Wie erwähnt, wurde klösterliche Mehrstimmigkeit auch in weltkirchlichen Institutionen gepflegt, so wahrscheinlich an der Universität Wien (A-Wn Cod. 4702, A-M Cod. 950?) und nachweislich (obwohl selten) in der Passauer Diözesanliturgie, z.B. an St Stephan in Wien.[74]
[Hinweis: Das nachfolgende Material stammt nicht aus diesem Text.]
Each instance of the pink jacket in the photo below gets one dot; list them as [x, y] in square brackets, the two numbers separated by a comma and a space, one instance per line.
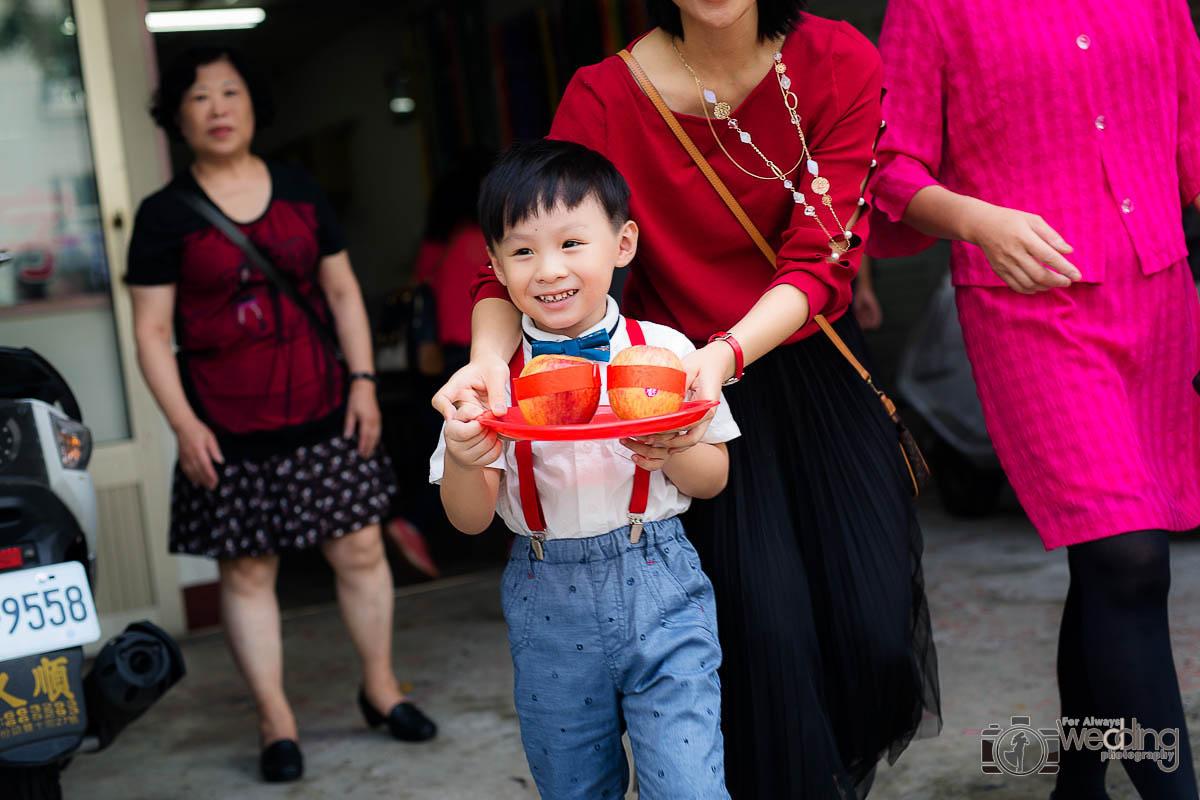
[1080, 110]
Solche Kontexte charakterisieren auch die Quellen der angrenzenden Regionen Slovenien (Krain), Bayern, Böhmen und Schweiz. Überlieferung innerhalb regulärer Choralbücher wiegt vor (manchmal als eigene Gruppe, z.B. in » D-Mu Hs. 2°156 und »  CZ-VB 42), doch gibt es auch große Sammlungen besonderer und mehrstimmiger Stücke, mehr oder weniger separat gestellt (z.B. » D-Mbs Clm 5539, GB-Lbl add. 27630, CH-EN 314) und kleine Anthologien verbunden mit Traktaten, sowie Fragmente. Das Modell des Tropars – einer Spezialhandschrift zur Hand eines Chorleiters – wirkte jedenfalls nach, wobei Mehrstimmigkeit ihren Anteil in der Tropenfamilie mit der Zeit vergrößerte.[75]

[71] Die folgenden Ausführungen sind orientiert an den Quellenverzeichnissen bei Flotzinger 1989 und in RISM BIV/2 bzw. BIV/3-4.

[72] Die Verdopplung der Codices, ähnlich auch bei » A-Gu Cod. 9 und 10, deutet auf direkte Verwendung im antiphonalen Chorgesang.

[73] Vgl. » A. Kap. Zum Verwendungszweck des Seckauer Cantionarius.

[74] Die Sequenz Laudes salvatori wurde hier manchmal im “discantus” gesungen: vgl. »  E. Kap. Tropen und andere Randerscheinungen.

[75] Vgl. die Auflistung vieler dieser Quellen als “Troparia tardiva” bei Haug 1995.